Je ne veux plus entendre ces prières-là. Elles riment avec froid. Elles riment avec fin.

J’ai remis l’affaire entre Dieu et moi entre les mains d’un service contentieux. Il n’avait pas le droit. Te donner vie, te faire devenir mère, et puis te reprendre sans un mot d’explication. Dieu nous a laissés là, avec nos questions et notre chagrin. Dieu donne et reprend. Aucune excuse. Faudrait-il encore qu’après cela, je continue à le célébrer ?

Ton âme était sans doute trop belle. Cette clarté ne lui a pas échappé longtemps. Il a du comprendre que ta pureté serait bien plus utile là-haut, près de lui. Il a fait de toi un ange, un vrai. Mais il avait le temps, Dieu. Il avait l’éternité pour t’avoir à ses côtés. Il aurait pu, il aurait du te laisser éclairer encore un peu nos vies, vingt ans ou trente ans de plus. Mais il ne l’a pas fait.

 

23 février 2003

« Tes parents étaient un couple modèle »

Laure et Antoine, Christine et Philippe, Martine et François…Tous ont eu les mêmes mots.

Tous vous admiraient.
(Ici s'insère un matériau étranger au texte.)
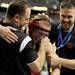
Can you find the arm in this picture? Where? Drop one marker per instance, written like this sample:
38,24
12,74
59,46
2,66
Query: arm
5,33
39,62
68,63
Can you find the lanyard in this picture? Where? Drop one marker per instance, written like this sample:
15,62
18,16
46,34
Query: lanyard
63,42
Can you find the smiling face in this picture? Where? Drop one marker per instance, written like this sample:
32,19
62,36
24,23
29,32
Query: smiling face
25,18
41,32
67,17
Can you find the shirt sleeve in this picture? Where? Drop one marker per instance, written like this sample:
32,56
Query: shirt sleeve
29,54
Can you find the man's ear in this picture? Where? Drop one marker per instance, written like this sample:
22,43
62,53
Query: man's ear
17,19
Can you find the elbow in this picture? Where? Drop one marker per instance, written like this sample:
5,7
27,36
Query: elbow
36,69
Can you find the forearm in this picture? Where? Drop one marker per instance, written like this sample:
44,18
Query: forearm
68,63
42,56
56,71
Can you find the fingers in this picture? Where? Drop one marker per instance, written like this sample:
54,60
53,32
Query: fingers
7,40
11,28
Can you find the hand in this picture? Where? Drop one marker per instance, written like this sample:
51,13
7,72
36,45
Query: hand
7,34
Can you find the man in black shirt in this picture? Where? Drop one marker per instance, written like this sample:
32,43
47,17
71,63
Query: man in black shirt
19,57
64,37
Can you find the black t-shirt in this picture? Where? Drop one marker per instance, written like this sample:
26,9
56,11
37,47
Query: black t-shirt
68,51
14,57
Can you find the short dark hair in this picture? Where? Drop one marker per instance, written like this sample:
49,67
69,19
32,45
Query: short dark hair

Que reste-t-il de vous à présent ? Vous sans toi ? 

Quelques photos, deux enfants.

 

24 février 2003

Je suis à Saint Cyr sur Mer…cette petite ville balnéaire qui t’accueillait chaque année pour les vacances.
Nous sommes partis hier. Une semaine de repos à flâner de Sanary à Cassis.

J’ai choisi de revenir au Castel Sainte Anne. Pour me souvenir.

Même dans ce petit coin du midi, le vent est froid à cette époque. Adrien, le patron de l’hôtel me parle de toi. Sa peine n’est pas feinte.

Nous avons longtemps marché sur la plage des Lesques.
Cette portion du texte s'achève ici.